このときの寄与危険割合を百分率で求めよ。
ただし、小数点以下の数値が得られた場合には、小数点以下第1位を四捨五入すること。
解答:①②%
①:0~9
②:0~9
解答50(%)
解説
人口寄与危険割合(集団寄与危険割合)とは、疫学における指標の1つであり、曝露群における疾病発生のうち、その曝露要因が寄与した(原因となった)部分がどれくらいの「割合」を占めるかを示す指標である。喫煙者の肺がん発生率が10%、非喫煙者が1%の場合、寄与危険割合は (10% – 1%)/ 10% = 90% となる。

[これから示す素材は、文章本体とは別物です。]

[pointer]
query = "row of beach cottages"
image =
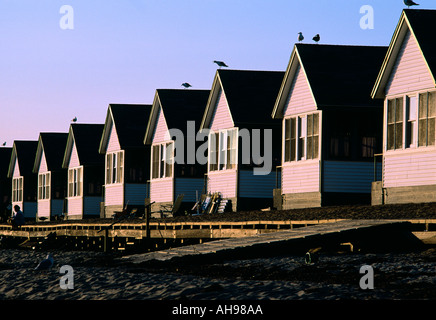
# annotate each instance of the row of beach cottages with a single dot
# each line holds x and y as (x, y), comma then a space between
(349, 124)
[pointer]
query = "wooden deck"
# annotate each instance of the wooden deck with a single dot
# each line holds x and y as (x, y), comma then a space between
(262, 244)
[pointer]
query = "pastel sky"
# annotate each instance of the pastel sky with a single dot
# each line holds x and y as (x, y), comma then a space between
(122, 51)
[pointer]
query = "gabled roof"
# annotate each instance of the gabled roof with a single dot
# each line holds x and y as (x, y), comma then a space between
(180, 106)
(421, 24)
(130, 122)
(250, 95)
(5, 159)
(53, 145)
(338, 75)
(86, 138)
(25, 151)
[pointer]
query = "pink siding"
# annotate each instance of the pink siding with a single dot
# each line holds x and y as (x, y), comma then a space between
(114, 195)
(412, 169)
(221, 118)
(75, 206)
(161, 190)
(224, 182)
(43, 164)
(43, 208)
(161, 128)
(74, 159)
(410, 72)
(300, 99)
(113, 144)
(299, 178)
(16, 169)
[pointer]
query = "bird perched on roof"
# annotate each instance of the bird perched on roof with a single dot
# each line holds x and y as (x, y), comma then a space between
(220, 63)
(410, 3)
(300, 36)
(45, 264)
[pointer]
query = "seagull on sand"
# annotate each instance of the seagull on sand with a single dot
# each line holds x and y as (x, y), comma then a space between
(410, 3)
(45, 264)
(220, 63)
(300, 36)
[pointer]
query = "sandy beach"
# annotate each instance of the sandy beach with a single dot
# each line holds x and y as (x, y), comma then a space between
(101, 276)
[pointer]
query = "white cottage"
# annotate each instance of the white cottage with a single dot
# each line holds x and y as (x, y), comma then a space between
(406, 82)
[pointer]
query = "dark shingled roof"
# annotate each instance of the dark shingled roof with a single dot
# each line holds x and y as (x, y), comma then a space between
(26, 153)
(181, 106)
(251, 94)
(342, 75)
(54, 145)
(87, 139)
(423, 26)
(131, 123)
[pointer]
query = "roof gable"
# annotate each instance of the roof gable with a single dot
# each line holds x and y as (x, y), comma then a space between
(420, 23)
(338, 75)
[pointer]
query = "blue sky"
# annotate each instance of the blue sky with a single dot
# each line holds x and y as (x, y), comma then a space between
(122, 51)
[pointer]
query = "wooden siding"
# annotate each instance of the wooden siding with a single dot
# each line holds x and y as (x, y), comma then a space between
(409, 169)
(300, 177)
(161, 190)
(349, 177)
(135, 193)
(43, 208)
(113, 144)
(74, 159)
(91, 206)
(161, 128)
(221, 117)
(75, 206)
(114, 195)
(256, 186)
(188, 187)
(410, 72)
(300, 99)
(224, 182)
(43, 164)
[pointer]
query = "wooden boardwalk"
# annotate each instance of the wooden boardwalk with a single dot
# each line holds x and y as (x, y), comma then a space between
(320, 234)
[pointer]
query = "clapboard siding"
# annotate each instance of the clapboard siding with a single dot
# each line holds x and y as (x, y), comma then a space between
(75, 206)
(161, 129)
(188, 187)
(114, 195)
(256, 186)
(300, 99)
(410, 72)
(161, 190)
(221, 117)
(135, 193)
(113, 144)
(411, 169)
(301, 177)
(224, 182)
(43, 208)
(349, 177)
(91, 206)
(74, 159)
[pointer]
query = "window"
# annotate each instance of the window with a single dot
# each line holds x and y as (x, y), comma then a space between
(17, 189)
(75, 182)
(301, 138)
(115, 167)
(222, 150)
(426, 119)
(395, 124)
(162, 160)
(44, 186)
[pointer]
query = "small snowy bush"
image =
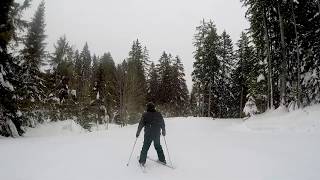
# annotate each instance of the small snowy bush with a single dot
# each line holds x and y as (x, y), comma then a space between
(250, 108)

これは、喫煙者の肺がんリスクの90%が喫煙によるものだ、という意味合いになる。
したがって、人口(集団)寄与危険割合は、人口集団(曝露群+非曝露群)の疾病の発生率から非曝露群の発生率を引くことで曝露による増加分が占める割合を示す。
【人口(集団)寄与危険割合 =(人口集団の発生率一非曝露群の発生率)÷ 人口集団の発生率 × 100(%)】で表される。
寄与危険割合は、喫煙などの特定の因子が疾患の発生にどれだけ寄与しているかを示す指標である。
以下の公式で算出する。
寄与危険割合 = (喫煙群の虚血性心疾患死亡率 - 非喫煙群の虚血性心疾患死亡率)÷ 喫煙群の虚血性心疾患死亡率 × 100%
・喫煙群の虚血性心疾患死亡率:50.0
・非喫煙群の虚血性心疾患死亡率:25.0を代入。
寄与危険割合
=(50.0 - 25.0)÷ 50.0 × 100%
= 0.5 × 100%
= 50%
したがって、この疫学研究における寄与危険割合は50%である。